À titre d’exemple, le rapport évoque les structures dites de triage, destinées à identifier les malades potentiels. « Les patients qui présentaient des symptômes d’Ebola ont été physiquement retirés des structures de santé dans lesquelles ils avaient placé leur confiance, puis déplacés vers une tente ou une bâche, souvent à plusieurs kilomètres de là, [pour y être] pris en charge par des personnes inconnues […]. La population ne comprenait absolument pas pourquoi les structures de santé qui ont toujours traité d’autres épidémies (par exemple la rougeole, le choléra) ainsi que d’autres urgences (par exemple les blessures par balle, les naissances difficiles) ne pouvaient pas prendre en charge Ebola. Craignant ce traitement, certains patients présentant des symptômes d’Ebola sont restés chez eux jusqu’à ce qu’il soit trop tard », raconte le rapport.

Ces structures parallèles (et surtout temporaires) ont eu pour principale conséquence de renforcer la méfiance des communautés locales dans une région marquée depuis de nombreuses années par des conflits. Cette méfiance a débouché sur un cycle de violences – plusieurs centres de traitement ont été ciblés par des attaques – qui a lui même entraîné une militarisation de la riposte, ce qui a eu pour effet de renforcer à son tour la méfiance de populations qui critiquent l’usage de militaires jugés responsables de certaines violences.

« Logique raciste »

Cette défiance vis-à-vis du système de santé local n’est pas nouvelle, affirme le rapport. D’autres interventions humanitaires se sont par le passé caractérisées par une réponse ciblée et ponctuelle à un problème donné et non par un investissement sur le long terme dans les structures existantes. Les financements, bien que ponctuels, sont pourtant colossaux, souligne le GEC, qui évoque un budget d’un milliard de dollars dépensé par la Réponse lors de cette dixième épidémie.

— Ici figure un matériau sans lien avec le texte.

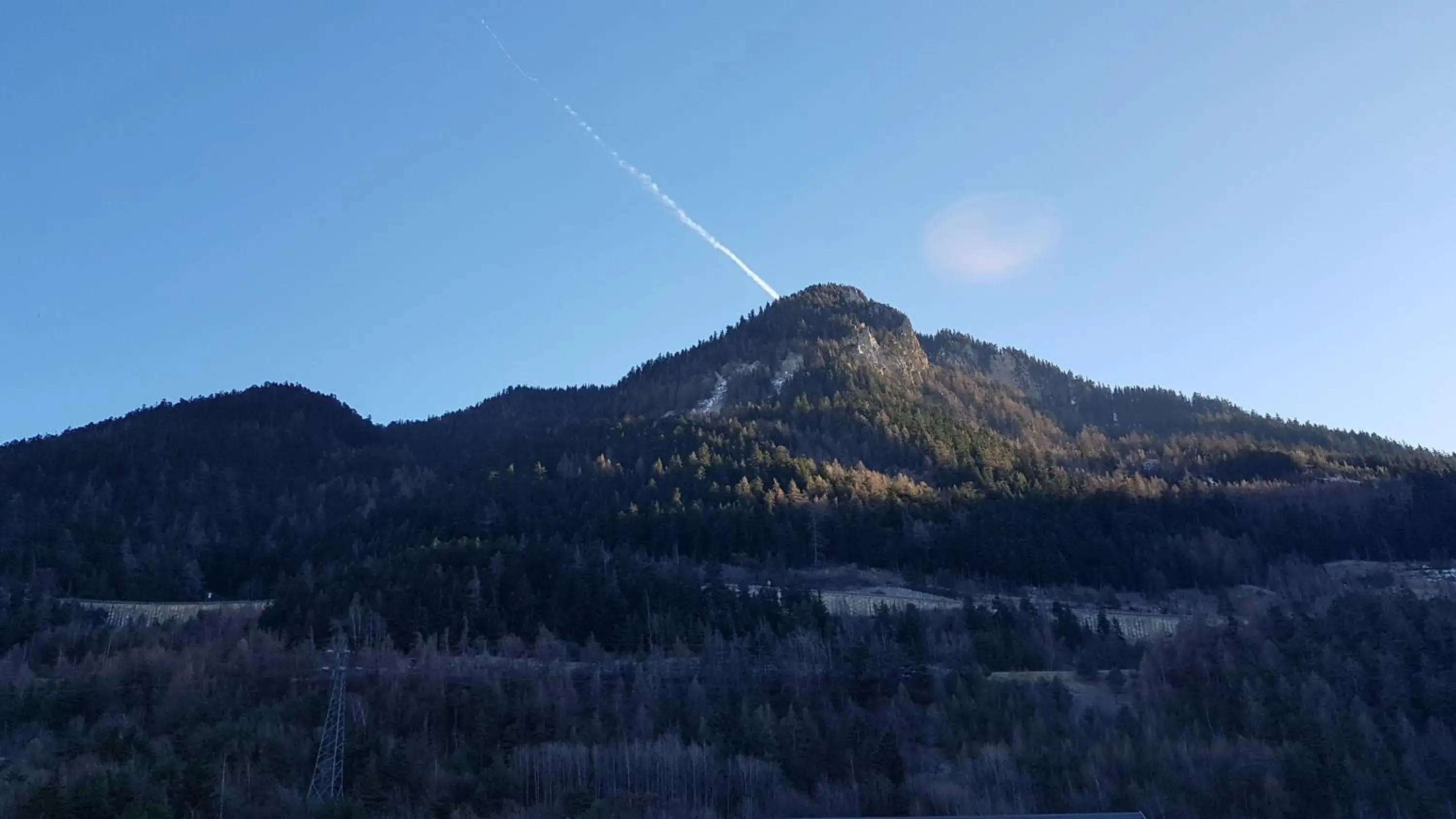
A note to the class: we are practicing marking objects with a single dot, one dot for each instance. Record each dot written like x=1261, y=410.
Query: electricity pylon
x=328, y=767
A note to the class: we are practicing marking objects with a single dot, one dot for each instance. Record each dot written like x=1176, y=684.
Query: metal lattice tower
x=328, y=769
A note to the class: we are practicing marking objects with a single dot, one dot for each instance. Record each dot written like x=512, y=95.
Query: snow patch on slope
x=787, y=370
x=714, y=404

« Qu’il s’agisse d’une simple erreur ou d’un refus stratégique de s’engager avec les systèmes existants, nous soutenons qu’elle s’inscrit dans la même logique raciste qui a historiquement nié la reconnaissance des systèmes de savoir et de pratique noirs et africains », dénonce le rapport. Pour les experts du GEC, « la Réponse a privilégié l’endiguement d’Ebola par rapport à l’autonomie et au bien-être général de la population congolaise vivant au Nord-Kivu ».

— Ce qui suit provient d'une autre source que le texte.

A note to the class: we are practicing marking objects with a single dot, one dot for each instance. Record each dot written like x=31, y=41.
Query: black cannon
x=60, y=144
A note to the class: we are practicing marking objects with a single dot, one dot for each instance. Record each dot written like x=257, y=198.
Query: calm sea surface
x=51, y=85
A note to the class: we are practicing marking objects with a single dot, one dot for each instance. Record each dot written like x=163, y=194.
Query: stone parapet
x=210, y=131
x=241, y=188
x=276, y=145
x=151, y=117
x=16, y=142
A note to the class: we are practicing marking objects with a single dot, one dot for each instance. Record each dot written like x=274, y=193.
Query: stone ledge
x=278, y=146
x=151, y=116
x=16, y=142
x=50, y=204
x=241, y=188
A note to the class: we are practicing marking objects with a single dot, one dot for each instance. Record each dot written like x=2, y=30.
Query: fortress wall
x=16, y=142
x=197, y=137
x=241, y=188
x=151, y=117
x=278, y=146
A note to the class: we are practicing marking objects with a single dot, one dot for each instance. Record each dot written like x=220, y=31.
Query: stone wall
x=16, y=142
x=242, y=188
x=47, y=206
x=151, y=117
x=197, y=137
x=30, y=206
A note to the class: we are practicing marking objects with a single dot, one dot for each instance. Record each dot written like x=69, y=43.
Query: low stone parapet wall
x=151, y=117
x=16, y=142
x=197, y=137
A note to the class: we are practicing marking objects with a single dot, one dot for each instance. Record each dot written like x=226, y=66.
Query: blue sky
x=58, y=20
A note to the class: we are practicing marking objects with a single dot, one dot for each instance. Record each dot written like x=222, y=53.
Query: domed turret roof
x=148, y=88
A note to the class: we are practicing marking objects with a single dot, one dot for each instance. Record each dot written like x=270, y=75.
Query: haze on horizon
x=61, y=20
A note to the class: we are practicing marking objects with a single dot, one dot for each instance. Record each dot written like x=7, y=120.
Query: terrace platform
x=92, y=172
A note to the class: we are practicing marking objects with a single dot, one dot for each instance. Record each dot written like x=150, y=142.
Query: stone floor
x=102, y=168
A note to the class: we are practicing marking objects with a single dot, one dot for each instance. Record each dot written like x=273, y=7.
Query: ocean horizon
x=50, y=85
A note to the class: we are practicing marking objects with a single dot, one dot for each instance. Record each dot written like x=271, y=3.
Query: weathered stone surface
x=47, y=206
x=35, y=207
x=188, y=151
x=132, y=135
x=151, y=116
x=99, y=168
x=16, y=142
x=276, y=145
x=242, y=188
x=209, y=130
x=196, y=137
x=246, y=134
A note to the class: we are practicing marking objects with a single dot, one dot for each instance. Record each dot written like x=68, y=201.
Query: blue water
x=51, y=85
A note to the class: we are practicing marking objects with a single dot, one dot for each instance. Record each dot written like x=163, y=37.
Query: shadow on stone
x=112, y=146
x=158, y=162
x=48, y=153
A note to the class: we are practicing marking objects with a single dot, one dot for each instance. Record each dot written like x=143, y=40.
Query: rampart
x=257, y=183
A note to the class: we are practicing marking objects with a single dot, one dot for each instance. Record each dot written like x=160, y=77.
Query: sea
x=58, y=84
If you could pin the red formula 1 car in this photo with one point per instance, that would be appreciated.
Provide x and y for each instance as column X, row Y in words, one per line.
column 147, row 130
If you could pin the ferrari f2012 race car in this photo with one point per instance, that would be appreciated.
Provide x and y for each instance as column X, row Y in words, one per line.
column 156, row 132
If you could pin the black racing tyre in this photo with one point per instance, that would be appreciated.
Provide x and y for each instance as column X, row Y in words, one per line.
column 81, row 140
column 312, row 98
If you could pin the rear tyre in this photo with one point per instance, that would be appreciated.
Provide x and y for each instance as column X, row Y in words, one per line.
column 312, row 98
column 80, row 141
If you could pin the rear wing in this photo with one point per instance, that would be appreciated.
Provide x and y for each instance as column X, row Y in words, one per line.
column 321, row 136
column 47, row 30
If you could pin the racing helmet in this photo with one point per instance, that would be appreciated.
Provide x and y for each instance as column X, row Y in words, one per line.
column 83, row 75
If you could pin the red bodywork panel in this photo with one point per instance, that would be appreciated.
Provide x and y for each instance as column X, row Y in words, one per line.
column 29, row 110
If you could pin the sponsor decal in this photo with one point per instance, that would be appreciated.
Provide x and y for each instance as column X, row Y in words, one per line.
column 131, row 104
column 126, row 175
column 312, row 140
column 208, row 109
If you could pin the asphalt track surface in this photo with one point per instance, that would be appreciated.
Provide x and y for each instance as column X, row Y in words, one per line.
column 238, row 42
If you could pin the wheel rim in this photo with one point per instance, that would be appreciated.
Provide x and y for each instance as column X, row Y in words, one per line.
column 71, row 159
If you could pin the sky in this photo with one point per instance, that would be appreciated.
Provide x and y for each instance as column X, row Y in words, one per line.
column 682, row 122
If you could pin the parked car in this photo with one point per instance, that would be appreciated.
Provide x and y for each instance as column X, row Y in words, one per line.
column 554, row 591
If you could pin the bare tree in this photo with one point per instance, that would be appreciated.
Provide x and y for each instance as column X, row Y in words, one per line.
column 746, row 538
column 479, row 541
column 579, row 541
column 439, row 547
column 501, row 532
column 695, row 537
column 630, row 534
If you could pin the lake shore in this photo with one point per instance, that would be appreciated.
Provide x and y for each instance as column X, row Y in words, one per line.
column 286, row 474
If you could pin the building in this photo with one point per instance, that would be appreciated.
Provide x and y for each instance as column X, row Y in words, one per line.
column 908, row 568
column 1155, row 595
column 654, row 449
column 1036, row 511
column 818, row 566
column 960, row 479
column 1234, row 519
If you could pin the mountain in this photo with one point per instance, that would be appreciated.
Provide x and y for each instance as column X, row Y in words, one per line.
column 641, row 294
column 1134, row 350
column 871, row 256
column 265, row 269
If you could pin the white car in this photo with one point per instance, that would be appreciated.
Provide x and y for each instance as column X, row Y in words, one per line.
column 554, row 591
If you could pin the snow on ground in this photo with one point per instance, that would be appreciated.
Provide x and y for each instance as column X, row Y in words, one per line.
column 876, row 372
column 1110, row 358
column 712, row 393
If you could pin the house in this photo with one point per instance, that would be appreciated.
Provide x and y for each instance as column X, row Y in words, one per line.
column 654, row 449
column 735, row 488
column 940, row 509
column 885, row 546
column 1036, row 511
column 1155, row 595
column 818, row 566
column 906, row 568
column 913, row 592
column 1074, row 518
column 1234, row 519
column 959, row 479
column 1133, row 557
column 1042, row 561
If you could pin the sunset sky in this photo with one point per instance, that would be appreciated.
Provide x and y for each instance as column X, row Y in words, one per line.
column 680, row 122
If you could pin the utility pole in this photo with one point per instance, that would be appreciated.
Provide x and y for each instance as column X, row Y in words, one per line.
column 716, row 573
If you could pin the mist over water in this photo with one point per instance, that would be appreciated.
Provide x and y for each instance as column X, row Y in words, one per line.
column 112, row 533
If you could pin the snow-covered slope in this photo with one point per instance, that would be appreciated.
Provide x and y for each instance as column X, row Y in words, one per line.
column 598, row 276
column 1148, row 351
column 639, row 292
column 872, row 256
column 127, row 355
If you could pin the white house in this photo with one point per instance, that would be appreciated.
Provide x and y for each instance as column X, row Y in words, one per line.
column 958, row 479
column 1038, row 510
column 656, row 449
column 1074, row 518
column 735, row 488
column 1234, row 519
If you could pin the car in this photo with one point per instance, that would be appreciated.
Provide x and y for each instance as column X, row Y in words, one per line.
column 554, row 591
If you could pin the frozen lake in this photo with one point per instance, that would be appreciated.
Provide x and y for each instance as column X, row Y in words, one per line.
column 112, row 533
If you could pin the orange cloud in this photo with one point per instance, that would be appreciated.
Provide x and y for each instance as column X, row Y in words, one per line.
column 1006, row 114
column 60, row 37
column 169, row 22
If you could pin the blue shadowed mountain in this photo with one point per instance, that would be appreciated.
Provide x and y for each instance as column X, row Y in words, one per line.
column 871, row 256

Alors qu’une onzième épidémie est en cours, dans la province de l’Équateur cette fois-ci, assistera-t-on à un changement de stratégie ? Si celle-ci est pour l’instant d’une ampleur moindre, avec pour l’instant près de 120 cas et une cinquantaine de morts, la gestion des fonds destinés à la lutte contre cette nouvelle épidémie a été pointée du doigt pour son manque de transparence. Les autorités congolaises assurent être conscientes du problème et se veulent rassurantes. Sept agents de santé ont ainsi été présentés à la justice pour malversation présumée.